Monday, March 2, 2009

Speeding up Ambient Occlusion with voxel clustering and OpenMP

Saturday I went to work for a few hours.
I wanted to finish the implementation of some major acceleration for ambient occlusion calculation.

As I mentioned before (the post below !), I'm using an hemicube rendering approach. Doing it with software rendering but taking a lot of shortcuts. For example, when rendering from the point of view of a polygon, all I care about is the visibility area (multiplied by the proper form factors).. basically how much of the "sky" or background color a polygon gets to see, and that background is really just all white. I don't really care exactly which polygon is occluding which, because they are all black (non emissive) anyway.
Because of this, I can avoid using z-buffer. It's also pretty safe to just reject polygons that would otherwise require near plane clipping (rendering from the center of a polygon, that polygon itself will be automatically discarded, which is OK because self-occlusion seems like a bad idea).

Anyhow, the biggest optimization was to settle for local occlusion (how AO is meant to be anyway. See the nice article about AO from Wikipedia.).
This works because ambient occlusion is really just meant as a quick way to get a darkening around edges. Something that is almost always true even when lights are moving in real-time (not if the object itself deforms though).
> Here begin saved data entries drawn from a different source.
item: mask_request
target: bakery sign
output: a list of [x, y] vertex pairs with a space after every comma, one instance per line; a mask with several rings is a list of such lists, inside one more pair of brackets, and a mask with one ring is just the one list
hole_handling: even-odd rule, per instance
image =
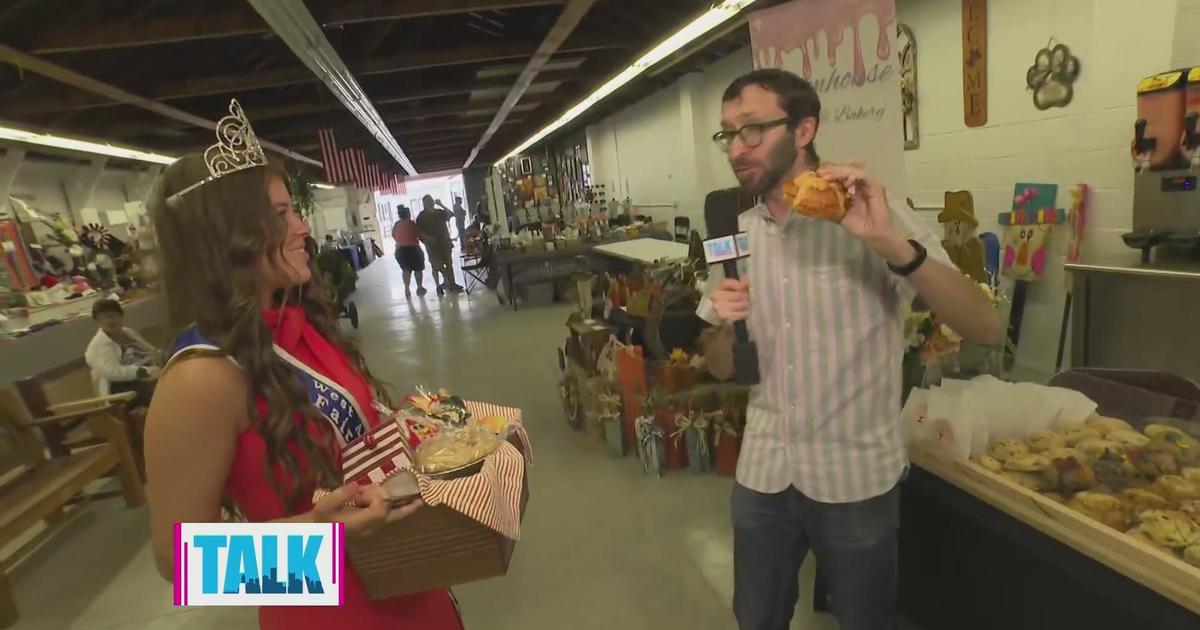
[[176, 523], [176, 606], [340, 606], [341, 523]]
[[823, 161], [865, 161], [903, 199], [895, 0], [793, 0], [749, 15], [756, 68], [804, 77], [821, 97]]

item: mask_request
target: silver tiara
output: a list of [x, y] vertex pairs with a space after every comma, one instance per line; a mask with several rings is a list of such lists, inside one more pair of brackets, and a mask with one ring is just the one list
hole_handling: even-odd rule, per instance
[[246, 120], [246, 112], [242, 111], [237, 99], [229, 101], [229, 115], [217, 121], [217, 143], [204, 151], [204, 164], [208, 166], [208, 177], [184, 188], [167, 197], [167, 205], [179, 203], [179, 199], [189, 192], [230, 173], [266, 166], [267, 156], [263, 153], [258, 136]]

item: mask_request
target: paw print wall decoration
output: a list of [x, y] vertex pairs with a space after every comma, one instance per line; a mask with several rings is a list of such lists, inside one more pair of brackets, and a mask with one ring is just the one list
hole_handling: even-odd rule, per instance
[[1079, 58], [1066, 44], [1051, 39], [1039, 50], [1033, 65], [1025, 72], [1025, 84], [1033, 90], [1033, 105], [1038, 109], [1066, 107], [1075, 95], [1072, 84], [1079, 78]]

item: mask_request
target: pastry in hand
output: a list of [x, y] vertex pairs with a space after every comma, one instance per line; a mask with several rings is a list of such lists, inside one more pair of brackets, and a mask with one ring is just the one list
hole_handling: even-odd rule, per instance
[[1067, 445], [1066, 438], [1049, 429], [1041, 429], [1030, 433], [1025, 442], [1029, 444], [1030, 449], [1038, 453]]
[[797, 214], [841, 223], [846, 216], [846, 188], [813, 171], [784, 182], [783, 198]]
[[1129, 510], [1117, 497], [1085, 490], [1075, 493], [1067, 507], [1120, 531], [1129, 529]]
[[1133, 430], [1133, 427], [1124, 420], [1117, 418], [1106, 418], [1104, 416], [1092, 416], [1084, 424], [1099, 431], [1101, 435], [1108, 435], [1111, 431]]
[[988, 455], [1003, 462], [1013, 455], [1028, 453], [1029, 447], [1021, 440], [995, 440], [988, 444]]
[[1017, 472], [1041, 472], [1050, 465], [1050, 460], [1037, 453], [1017, 453], [1004, 460], [1005, 470]]
[[1176, 460], [1178, 449], [1174, 449], [1172, 452], [1172, 449], [1166, 448], [1169, 445], [1165, 441], [1162, 441], [1165, 446], [1156, 448], [1153, 446], [1154, 441], [1151, 442], [1151, 445], [1128, 451], [1129, 459], [1137, 467], [1138, 472], [1151, 479], [1161, 475], [1175, 474], [1179, 470], [1179, 462]]

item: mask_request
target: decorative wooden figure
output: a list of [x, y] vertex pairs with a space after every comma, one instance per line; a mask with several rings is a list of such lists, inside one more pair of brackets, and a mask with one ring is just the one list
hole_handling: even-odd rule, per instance
[[946, 192], [946, 207], [938, 214], [938, 223], [945, 229], [942, 247], [950, 260], [975, 282], [987, 282], [983, 265], [983, 243], [975, 234], [979, 221], [975, 218], [975, 201], [971, 192]]
[[962, 0], [963, 121], [987, 124], [987, 0]]
[[1014, 280], [1033, 281], [1046, 270], [1046, 247], [1050, 228], [1067, 219], [1067, 213], [1055, 208], [1056, 184], [1018, 183], [1013, 195], [1012, 212], [1001, 214], [1004, 233], [1004, 260], [1001, 273]]
[[1053, 38], [1025, 71], [1025, 85], [1033, 90], [1033, 106], [1038, 109], [1066, 107], [1075, 95], [1071, 86], [1077, 78], [1079, 59], [1065, 44], [1055, 44]]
I now take a poly's bounding box, double its size in all directions and see which other polygons are in that range, then I render only those.
Quality-wise, this seems to work pretty well and it's so much faster than rendering a whole scene for every polygon.

To select neighboring polygons I built a voxel structure where each cell has a list of polygons that touch that cell.
I work directly in "world-space".. this makes this simpler when dealing with models composed of many different sub-models that have their own local transformations.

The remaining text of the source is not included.